Jade-stone velly nice! Plitty young missy wanchee jade-stone."
"Did she say she wanted it?" demanded Percival, with sudden interest.
The boy grinned. "Oh, yes. Wanchee heap! No have got fifty dollar'.
Master have got. Wanchee buy?"
Percival tossed him the money and lay the pendant on the table. Then he
resumed his pacing and his disturbed meditations. If he could only keep
himself firmly in hand during those next four days, all would be well.

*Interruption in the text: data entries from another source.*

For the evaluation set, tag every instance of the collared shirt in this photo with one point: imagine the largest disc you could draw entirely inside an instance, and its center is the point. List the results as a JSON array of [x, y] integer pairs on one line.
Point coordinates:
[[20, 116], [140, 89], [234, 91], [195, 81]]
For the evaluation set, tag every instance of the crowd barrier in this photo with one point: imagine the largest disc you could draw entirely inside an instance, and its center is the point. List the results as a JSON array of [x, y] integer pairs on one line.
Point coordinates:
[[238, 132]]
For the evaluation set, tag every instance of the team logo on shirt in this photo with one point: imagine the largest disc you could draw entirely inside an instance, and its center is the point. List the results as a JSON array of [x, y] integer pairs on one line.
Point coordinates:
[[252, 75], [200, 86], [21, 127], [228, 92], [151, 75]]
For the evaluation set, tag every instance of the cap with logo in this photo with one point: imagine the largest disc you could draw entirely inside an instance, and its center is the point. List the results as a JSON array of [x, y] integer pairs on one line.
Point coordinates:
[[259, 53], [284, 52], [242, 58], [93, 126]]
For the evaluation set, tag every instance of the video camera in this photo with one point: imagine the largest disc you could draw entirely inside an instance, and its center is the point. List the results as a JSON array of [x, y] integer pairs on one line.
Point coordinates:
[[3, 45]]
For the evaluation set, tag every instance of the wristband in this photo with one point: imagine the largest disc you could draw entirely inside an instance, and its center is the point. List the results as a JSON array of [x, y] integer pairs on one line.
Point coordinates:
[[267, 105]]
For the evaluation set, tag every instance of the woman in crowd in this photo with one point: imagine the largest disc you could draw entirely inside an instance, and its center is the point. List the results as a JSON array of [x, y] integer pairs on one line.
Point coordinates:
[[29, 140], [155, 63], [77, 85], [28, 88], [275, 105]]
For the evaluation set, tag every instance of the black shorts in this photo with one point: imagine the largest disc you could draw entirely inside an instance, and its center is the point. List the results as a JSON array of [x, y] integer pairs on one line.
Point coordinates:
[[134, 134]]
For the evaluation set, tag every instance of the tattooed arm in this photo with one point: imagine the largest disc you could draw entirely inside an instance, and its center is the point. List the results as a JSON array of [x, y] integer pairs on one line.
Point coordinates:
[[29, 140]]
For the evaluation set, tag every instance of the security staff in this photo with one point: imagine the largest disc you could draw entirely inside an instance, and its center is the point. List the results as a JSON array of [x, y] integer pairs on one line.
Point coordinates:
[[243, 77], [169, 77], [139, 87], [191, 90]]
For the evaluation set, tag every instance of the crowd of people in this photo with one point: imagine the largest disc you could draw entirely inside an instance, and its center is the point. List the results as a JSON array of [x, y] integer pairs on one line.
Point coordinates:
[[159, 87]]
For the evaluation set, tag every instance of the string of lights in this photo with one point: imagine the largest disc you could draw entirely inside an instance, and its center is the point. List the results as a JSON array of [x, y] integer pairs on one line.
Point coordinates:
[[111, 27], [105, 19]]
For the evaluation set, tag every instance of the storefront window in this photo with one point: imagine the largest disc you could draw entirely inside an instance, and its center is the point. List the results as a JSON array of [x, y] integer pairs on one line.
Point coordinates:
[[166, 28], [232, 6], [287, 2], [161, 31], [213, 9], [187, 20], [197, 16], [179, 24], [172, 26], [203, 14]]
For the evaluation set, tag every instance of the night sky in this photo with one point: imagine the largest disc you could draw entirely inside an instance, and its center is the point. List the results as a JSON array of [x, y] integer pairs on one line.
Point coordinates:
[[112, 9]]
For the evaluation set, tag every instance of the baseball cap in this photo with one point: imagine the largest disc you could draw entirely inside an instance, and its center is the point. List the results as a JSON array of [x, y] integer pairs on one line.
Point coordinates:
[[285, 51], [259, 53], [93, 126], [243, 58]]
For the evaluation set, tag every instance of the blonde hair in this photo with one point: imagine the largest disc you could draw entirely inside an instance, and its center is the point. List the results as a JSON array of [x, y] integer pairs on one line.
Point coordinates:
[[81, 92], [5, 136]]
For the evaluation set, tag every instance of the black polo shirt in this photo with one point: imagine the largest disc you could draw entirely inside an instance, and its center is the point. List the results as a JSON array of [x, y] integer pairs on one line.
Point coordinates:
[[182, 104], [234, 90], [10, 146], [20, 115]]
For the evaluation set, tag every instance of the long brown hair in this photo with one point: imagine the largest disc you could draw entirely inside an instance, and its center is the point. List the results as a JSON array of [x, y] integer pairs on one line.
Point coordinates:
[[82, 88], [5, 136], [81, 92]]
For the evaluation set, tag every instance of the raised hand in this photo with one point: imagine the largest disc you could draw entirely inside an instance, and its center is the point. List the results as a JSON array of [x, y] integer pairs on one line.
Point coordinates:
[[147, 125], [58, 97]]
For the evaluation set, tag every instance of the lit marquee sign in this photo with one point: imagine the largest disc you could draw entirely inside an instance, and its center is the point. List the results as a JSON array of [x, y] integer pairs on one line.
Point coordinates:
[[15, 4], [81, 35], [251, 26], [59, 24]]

Once safely anchored in the harbor of his sister's eminently proper
English circle, the song of the siren would doubtless fade away, and he
would thank Heaven fervently for his miraculous escape. Meanwhile he
listened with increasing impatience for the first flutter of the siren's
wings,
"Wanchee Manchu coatt?" whispered an insidious voice at his elbow, and,
looking down, he saw the enterprising lad with a pile of gorgeous silks
over his arm and cupidity writ large in his narrow eyes.

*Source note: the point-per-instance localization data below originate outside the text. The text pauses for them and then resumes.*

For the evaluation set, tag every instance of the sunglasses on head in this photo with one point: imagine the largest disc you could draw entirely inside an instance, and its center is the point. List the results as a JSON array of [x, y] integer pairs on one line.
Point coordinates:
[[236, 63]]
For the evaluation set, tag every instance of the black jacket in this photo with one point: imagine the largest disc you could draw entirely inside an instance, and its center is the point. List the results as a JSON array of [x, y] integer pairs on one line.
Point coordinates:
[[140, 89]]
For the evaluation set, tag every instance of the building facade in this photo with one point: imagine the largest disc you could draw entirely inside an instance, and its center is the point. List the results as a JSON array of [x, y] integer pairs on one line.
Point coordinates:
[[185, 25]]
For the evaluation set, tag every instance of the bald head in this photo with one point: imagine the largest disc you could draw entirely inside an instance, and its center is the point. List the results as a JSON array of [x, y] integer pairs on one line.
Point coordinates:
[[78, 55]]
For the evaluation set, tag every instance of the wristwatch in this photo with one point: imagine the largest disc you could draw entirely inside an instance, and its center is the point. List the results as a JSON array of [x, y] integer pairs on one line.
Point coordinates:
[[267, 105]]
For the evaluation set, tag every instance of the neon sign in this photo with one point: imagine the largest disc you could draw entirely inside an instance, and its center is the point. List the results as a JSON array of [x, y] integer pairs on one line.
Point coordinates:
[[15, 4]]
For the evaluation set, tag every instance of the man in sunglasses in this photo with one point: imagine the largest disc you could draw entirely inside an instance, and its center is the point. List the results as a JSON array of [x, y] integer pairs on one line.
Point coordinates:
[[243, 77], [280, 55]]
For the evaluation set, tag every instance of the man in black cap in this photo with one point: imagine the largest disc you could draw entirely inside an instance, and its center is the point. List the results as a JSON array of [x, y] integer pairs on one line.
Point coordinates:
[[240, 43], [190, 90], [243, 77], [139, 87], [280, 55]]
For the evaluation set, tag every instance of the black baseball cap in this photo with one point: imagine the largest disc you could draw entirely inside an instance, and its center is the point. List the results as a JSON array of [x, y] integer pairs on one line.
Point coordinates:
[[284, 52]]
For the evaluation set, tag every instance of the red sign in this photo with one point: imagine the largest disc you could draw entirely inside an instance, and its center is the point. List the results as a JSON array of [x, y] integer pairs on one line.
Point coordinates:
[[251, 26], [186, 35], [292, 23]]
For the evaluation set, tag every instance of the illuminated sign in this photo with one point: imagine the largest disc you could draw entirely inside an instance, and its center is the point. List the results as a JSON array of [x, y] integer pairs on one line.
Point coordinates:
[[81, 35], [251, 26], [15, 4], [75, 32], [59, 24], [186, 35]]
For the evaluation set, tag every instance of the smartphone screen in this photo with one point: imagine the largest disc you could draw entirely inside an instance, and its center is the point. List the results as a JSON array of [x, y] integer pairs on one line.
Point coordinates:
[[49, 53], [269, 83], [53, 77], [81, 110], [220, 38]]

"No, no; go away!" commanded Percival.
"Velly fine dragon coat. Him all same b'long mandarin. How much?"
Percival turned away, but at every step was presented with another
garment for inspection. Despite himself, his artistic eye was caught and
held by the beauty of the fabrics.
"How much?" he asked, picking up a marvelous affair of silver and gray,
lined with the faintest of shell pinks. It was the exact tone and sheen
to set Bobby's beauty off to the greatest advantage. The argument over
the price was short and fierce, and Percival laid the coat beside the
pendant on the table.
He promised himself to offset the effect of these gifts by a more
detached and impersonal manner than he had shown Bobby during the day.
So far, he congratulated himself, he had given her no occasion for false
hopes. On the contrary, he had gone out of his way on several occasions
to express his bitter disapproval of international marriages. When the
hour came for them to part, his heart might be mortally wounded, but his
conscience, save for a few scratches, would be uninjured.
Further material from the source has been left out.